Scott Nearing
The New Education
A Review of Progressive Educational Movements of the Day (1915)
Published by Good Press, 2019
EAN 4064066176389
Table of Contents
THE NEW BASIS FOR EDUCATION [16]
PROGRESSIVE NOTES IN ELEMENTARY EDUCATION
KEEPING THE HIGH SCHOOL IN STEP WITH LIFE
HIGHER EDUCATION AT LOWVILLE [20]
A GREAT CITY SCHOOL SYSTEM [21]
THE OYLER SCHOOL OF CINCINNATI
OUT OF THE MOUTHS OF BABES AND SUCKLINGS
THE SOUTH FOR THE NEW EDUCATION
THE SPIRIT OF THE NEW EDUCATION
INTRODUCTION
THE OLD EDUCATION
I The Critical Spirit and the Schools
“Everybody is doing it,” said a high school principal the other day. “I look through the new books and I find it; it stands out prominently in technical as well as in popular magazines; even the educational papers are taking it up—everybody seems to be whacking the schools. Yesterday I picked up a funny sheet on which there were four raps at the schools. One in particular that I remember ran something like this—
“ ‘James,’ said the teacher, ‘if Thomas has three red apples and William has five yellow apples, how many apples have Thomas and William?’
“James looked despondent.
“ ‘Don’t you know?’ queried the teacher, ‘how much three plus five is?’
“ ‘Oh, yes, ma’am, I know the answer, but the formula, ma’am—it’s the formula that appals me.’
“Probably nine-tenths of the people who read that story enjoyed it hugely,” continued the schoolman, “and they enjoyed it because it struck a responsive chord in their memories. At one time or another in their school lives, they, too, bowed in dejection before the tyranny of formulas.”
This criticism of school formulas is not confined to popular sources. Prominent authorities in every field which comes in contact with the school are barbarous in their onslaughts. State and city superintendents, principals, teachers, parents, employers—all have made contribution to the popular clamor. On every hand may be gleaned evidences of an unsatisfied critical spirit.
II Some Harsh Words from the Inside
The Commissioner of Education of New York State writes of the schools—[1] “A child is worse off in a graded school than in an ungraded one, if the work of a grade is not capable of some specific valuation, and if each added grade does not provide some added power. The first two grades run much to entertainment and amusement. The third and fourth grades repeat the work supposed to have been done in the first two. Too many unimportant and unrelated facts are taught. It is like the wearying orator who reels off stories only to amuse, seems incapable of choosing an incident to enforce a point, and makes no progress toward a logical conclusion.

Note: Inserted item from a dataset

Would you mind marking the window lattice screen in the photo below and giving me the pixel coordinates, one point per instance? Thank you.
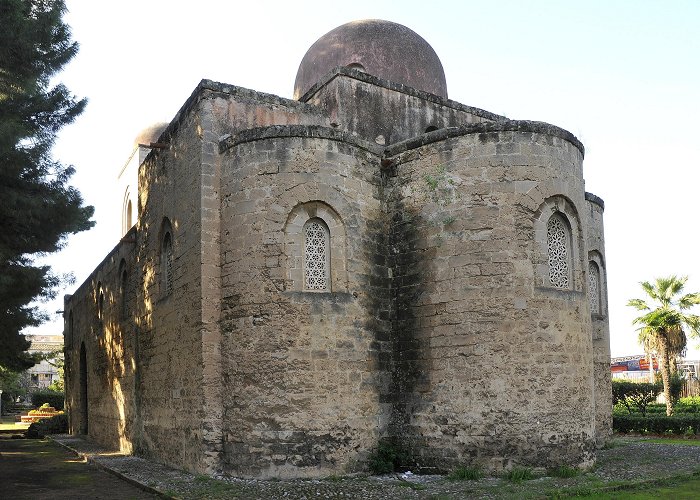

“When but one-third of the children remain to the end of the elementary course, there is something the matter with the schools. When half of the men who are responsible for the business activities and who are guiding the political life of the country tell us that children from the elementary schools are not able to do definite things required in the world’s real affairs, there is something the matter with the schools. When work seeks workers, and young men and women are indifferent to it or do not know how to do it, there is something the matter with the schools.